Akhmatova’s Requiem is a cycle of poems about the years of terror in Russia (1935–1938) known as the Great Purge. Although written during and soon after the events it describes, the cycle remained unpublished in Russia until 1987, thirty-five years after Stalin’s death. The two poems above capture the two main subjects of the cycle: Akhmatova’s individual suffering and the suffering of the many in Russia. In “To Death,” Akhmatova alludes either to her son Lev being taken to a labor camp in Siberia or to her former husband, Nikolai Gumilev, being shot. In “Epilogue I,” Akhmatova mentions all those who waited on the prison lines to visit friends and family members, often to no avail.

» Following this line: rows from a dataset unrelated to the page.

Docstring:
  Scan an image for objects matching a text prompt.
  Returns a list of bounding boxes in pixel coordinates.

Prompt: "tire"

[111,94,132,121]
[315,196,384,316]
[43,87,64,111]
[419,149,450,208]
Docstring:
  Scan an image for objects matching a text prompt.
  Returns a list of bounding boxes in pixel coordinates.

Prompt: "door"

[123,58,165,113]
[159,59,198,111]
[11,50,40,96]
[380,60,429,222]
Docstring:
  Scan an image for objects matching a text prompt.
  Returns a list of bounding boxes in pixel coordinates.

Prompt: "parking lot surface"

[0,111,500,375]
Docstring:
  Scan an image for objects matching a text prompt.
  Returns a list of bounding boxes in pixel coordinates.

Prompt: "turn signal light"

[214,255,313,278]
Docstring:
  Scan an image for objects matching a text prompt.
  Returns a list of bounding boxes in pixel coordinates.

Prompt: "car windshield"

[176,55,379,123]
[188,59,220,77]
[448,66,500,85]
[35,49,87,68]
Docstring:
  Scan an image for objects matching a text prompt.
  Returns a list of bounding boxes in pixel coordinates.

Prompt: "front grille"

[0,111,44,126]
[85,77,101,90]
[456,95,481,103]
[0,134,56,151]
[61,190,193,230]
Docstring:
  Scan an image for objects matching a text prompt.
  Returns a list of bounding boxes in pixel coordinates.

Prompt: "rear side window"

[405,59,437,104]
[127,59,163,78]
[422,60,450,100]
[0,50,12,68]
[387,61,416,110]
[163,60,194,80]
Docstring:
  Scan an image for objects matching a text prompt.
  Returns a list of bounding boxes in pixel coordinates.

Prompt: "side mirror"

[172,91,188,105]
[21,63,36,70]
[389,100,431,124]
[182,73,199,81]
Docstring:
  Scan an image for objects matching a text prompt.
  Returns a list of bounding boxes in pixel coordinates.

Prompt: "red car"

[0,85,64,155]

The shift from the individual to the collective is distinct here in that Akhmatova’s voice remains heard; the pronoun “I” is still used.
I chose not to carry over the formal structure of the poems, which includes rhyme and a distinct Russian cadence, as it is heavily reliant on the Russian language’s easily-formed end-rhymes and fluid word order. However, some echo of form may be felt in the use of iambic tetrameter of “Epilogue I.” Although the emotional register of the poems is expressed in the original through the rhyme and rhythm, giving the content its expressive power, I tried to stay as close as possible to the images in the poem, which communicate by being direct and precise, and letting the sound follow.
Anna Akhmatova (1889–1966) was an acclaimed Russian poet of the “Silver Age” of Russian poetry, the first half of the twentieth century. After moving to St. Petersburg, Akhmatova became a part of the Acmeists, a literary group of six people who attempted to write poetry in traditional form that focused on the objects and incidents of everyday life, in contrast with the highly experimental poetry in fashion at the time. During the war years, Akhmatova’s former husband Nikolai Gumilev was shot, her son Lev was imprisoned and exiled to Siberia, and her close friend Osip Mandelstam was arrested, exiled, and shot. Requiem, along with many other poems, was a response to those times. Beginning in 1925, Akhmatova’s poetry was banned by the Soviet government; even when the official ban was lifted, the implicit ban remained. Still, her poetry circulated orally and on scraps of paper that were burned upon being read. Akhmatova is known as the mother of the modern female Russian voice, freeing it to speak about complex topics including and other than love. She is also known as one of the only well-known poets to outlive the Stalinist era, stay in Russia, and chronicle those times.
Yehudith Dashevsky is a junior studying English, Russian, and Hebrew literature. She has also dabbled in Arabic and Old English. Her fascination with translation stems from her mental blocks in the world of words, and she is repeatedly amazed at how the space in the imagination before language is bridged when the right words (for a given time and place) are found. One word she recently encountered and was surprised exists is “idiolect,” which according to Wikipedia is “an individual’s distinctive and unique use of language.”